Quella dell’osservatorio sì e pesantemente.
Ad ogni modo a Bologna la media è tra 750 e 800 mm di pioggia l’anno. Già questo basta per comprendere quali di quei dati qui riportati sia completamente fuori bersaglio.
Grazie per l’informazione sulla precipitazione media di Bologna, deducibile facilmente sia dai dati Histalp sia dai dati post-1960 che chiamo “Specola”. E grazie soprattutto per l’informazione, che non avevo, dell’esistenza dell’idrografico: come ho scritto, nei dati di Bohm Bologna è
indicata con “SI” che adesso posso immaginare significhi “stazione idrografica” o qualcosa di simile.
Ho cominciato a frequentare la Specola a inizio autunno 1969 insieme a Fabrizio Bonoli (i primi e “veri” 2 studenti dell’appena nato corso di laurea in Astronomia: gli altri erano quasi tutti dipendenti del CINECA, allora diretto dal nostro direttore prof. Mannino) e ricordo che il custode, sig. Orfeo Fusi Pecci, ha continuato le osservazioni per anni dopo il nostro arrivo, ma è possibile che siano terminate alla fine degli anni ’70.
Molti anni (e chili e capelli bianchi) dopo, Fabrizio mi ha detto di aver dato alla Nanni (Isac) i nostri registri con l’accordo che i dati, dopo l’elaborazione, sarebbero stati disponibili pubblicamente. Dopo che i dati elaborati (anche omogeneizzati, mi è stato detto) sono apparsi e scomparsi
dal sito dell’Isac, Fabrizio, si è fatto consegnare da Michele Brunetti i file con i dati, tra i quali PRECDBOL (nome del file così, senza estensione e tutto maiuscolo, non molto usuale) che io qui ho chiamato Specola e che, anche adesso, non saprei come altro chiamare.
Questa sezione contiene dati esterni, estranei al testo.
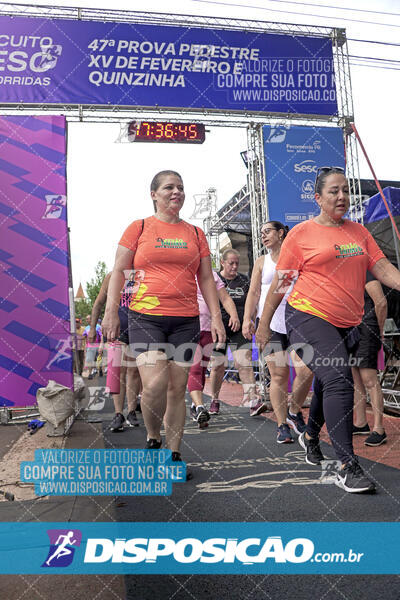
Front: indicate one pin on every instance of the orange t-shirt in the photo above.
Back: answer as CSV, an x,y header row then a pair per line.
x,y
168,254
332,263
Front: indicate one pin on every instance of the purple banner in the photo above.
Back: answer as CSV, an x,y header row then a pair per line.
x,y
130,64
34,308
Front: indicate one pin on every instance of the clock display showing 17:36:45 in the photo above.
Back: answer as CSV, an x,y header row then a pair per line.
x,y
165,131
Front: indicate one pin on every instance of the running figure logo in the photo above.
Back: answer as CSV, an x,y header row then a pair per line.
x,y
62,547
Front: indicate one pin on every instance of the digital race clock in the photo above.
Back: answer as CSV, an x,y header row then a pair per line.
x,y
157,131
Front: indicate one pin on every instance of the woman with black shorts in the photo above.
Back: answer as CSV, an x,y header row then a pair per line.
x,y
163,315
330,256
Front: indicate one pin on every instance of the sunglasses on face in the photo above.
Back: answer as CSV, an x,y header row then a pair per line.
x,y
324,170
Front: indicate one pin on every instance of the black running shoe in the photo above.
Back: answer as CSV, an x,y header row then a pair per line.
x,y
132,419
364,430
202,417
117,424
176,457
351,478
193,412
311,447
375,439
152,444
296,422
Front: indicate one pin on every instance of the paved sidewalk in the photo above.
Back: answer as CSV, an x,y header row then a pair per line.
x,y
240,474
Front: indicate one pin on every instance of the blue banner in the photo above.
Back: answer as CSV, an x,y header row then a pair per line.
x,y
128,64
192,548
292,157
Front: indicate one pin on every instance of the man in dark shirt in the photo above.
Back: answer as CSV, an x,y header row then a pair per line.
x,y
237,286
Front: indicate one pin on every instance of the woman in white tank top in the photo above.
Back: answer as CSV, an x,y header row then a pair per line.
x,y
273,233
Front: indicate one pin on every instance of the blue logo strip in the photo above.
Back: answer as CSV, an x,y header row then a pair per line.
x,y
192,548
292,157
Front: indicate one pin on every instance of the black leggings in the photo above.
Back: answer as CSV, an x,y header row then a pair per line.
x,y
325,349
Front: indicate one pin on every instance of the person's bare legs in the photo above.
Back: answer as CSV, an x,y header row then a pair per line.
x,y
118,399
217,375
153,369
175,415
197,397
244,365
133,381
278,394
371,384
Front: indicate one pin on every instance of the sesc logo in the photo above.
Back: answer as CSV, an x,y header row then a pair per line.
x,y
307,186
306,166
192,550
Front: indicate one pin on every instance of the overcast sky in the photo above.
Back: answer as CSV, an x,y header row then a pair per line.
x,y
108,181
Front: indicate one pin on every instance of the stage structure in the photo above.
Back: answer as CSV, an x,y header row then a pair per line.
x,y
105,65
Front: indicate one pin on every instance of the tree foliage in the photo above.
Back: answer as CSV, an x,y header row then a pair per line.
x,y
84,307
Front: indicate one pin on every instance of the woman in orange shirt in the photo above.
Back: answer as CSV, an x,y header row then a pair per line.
x,y
163,316
330,255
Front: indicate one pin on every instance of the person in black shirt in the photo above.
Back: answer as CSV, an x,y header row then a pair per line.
x,y
365,374
237,286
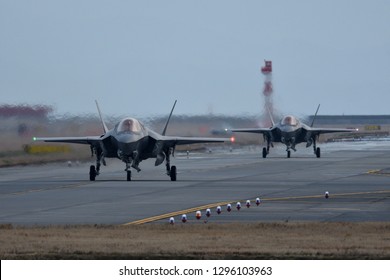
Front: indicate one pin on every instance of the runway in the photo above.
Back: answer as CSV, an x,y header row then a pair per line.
x,y
356,175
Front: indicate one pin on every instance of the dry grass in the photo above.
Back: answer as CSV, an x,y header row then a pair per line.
x,y
211,241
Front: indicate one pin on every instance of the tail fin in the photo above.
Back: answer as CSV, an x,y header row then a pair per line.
x,y
315,115
101,118
270,116
166,125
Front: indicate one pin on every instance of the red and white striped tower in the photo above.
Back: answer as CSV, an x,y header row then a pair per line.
x,y
267,91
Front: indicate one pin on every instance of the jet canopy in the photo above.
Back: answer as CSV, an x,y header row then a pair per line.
x,y
290,120
129,125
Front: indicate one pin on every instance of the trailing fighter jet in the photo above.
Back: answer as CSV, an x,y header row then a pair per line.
x,y
290,131
132,142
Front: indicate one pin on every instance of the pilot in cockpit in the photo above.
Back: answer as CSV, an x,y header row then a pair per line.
x,y
127,125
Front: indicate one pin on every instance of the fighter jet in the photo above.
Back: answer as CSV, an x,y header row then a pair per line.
x,y
132,142
290,131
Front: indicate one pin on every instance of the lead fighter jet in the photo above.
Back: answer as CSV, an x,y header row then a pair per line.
x,y
132,142
290,131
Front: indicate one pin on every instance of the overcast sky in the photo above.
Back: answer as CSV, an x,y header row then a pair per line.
x,y
137,57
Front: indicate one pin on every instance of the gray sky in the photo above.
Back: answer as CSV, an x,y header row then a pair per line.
x,y
137,57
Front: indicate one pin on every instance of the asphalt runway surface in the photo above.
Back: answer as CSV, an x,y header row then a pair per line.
x,y
356,175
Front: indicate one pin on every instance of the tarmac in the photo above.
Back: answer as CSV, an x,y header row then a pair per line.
x,y
355,174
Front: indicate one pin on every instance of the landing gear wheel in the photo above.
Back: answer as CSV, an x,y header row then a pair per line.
x,y
264,152
92,173
173,173
128,175
318,152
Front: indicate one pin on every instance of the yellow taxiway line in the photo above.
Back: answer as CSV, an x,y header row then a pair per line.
x,y
203,207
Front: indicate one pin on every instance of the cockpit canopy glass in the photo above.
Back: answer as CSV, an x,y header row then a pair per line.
x,y
129,125
290,120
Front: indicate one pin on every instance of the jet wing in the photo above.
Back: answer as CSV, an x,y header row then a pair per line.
x,y
178,140
75,140
252,130
318,131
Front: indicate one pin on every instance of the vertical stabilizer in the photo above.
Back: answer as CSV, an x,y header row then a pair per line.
x,y
101,117
166,125
270,116
315,115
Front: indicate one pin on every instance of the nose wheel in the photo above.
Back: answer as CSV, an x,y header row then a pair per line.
x,y
173,173
128,173
318,152
92,173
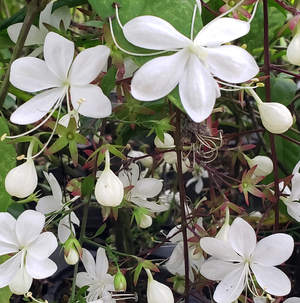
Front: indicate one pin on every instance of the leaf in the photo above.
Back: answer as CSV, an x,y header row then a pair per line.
x,y
283,89
7,162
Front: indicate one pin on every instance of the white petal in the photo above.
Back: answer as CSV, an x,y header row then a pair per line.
x,y
88,65
159,76
21,283
9,269
89,263
47,205
37,107
154,33
47,241
34,36
7,229
221,31
55,187
96,104
32,75
216,270
198,90
58,54
231,286
28,226
147,188
152,206
219,249
40,269
242,238
272,280
101,263
231,63
273,250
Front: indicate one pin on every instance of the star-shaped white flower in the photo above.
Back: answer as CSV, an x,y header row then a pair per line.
x,y
58,76
234,262
96,277
292,201
194,64
37,35
50,204
30,249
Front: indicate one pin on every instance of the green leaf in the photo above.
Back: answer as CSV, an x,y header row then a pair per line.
x,y
7,162
87,186
283,89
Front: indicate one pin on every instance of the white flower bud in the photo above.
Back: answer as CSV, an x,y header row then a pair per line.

Come avrai notato (uso il tu: non ci conosciamo ma abbiamo per molti anni frequentato gli stessi posti e le stesse persone) i dati Histalp sono (nei dettagli) i dati della Specola (o specola+idrografico?) omogenizzati (quante
omogenizzazioni successive si possono fare? E quanta incertezza introduce ogni omogenizzazione?) e questa nuova
elaborazione ha avuto l’effetto di generare un trend positivo dove (post-1960) non c’era (nei dati della specola). E se davvero i dati di Bohm fossero quelli dell’idrografico, cosa potremo dire? Ho conosciuto (via mail) e apprezzato Bohm solo nel 2012 ma non credo potesse prendere tanto facilmente per buoni
dati fasulli, che nel suo lavoro cita come dati Histalp. Era un ricercatore serio e noto a livello internazionale, e non me la sento di dire che i dati che usa sono sbagliati: sono diversi, questo sì (e ho controllato di non aver sbagliato io le somme).
Franco
Franco, i dati della Specola e quelli dell’idrografico sono pubblici e pubblicati sugli annali.
Io, sul mio computer, ho i dati mensili dal 1916 al 1978 (anno di chiusura) dell’università, quelli dell’idrografico e anche quelli di San Luca.
La fonte è disponibile, quindi.
Capisco la tua diplomazia, ma per me il dato rilevato è uno e solo uno. Gli altri sono aggiustamenti più o meno veritieri, ma se ti danno una media di 1000 mm, non c’è nient’altro da dire che “inventati di sana pianta”. Non so da chi, ma inventati!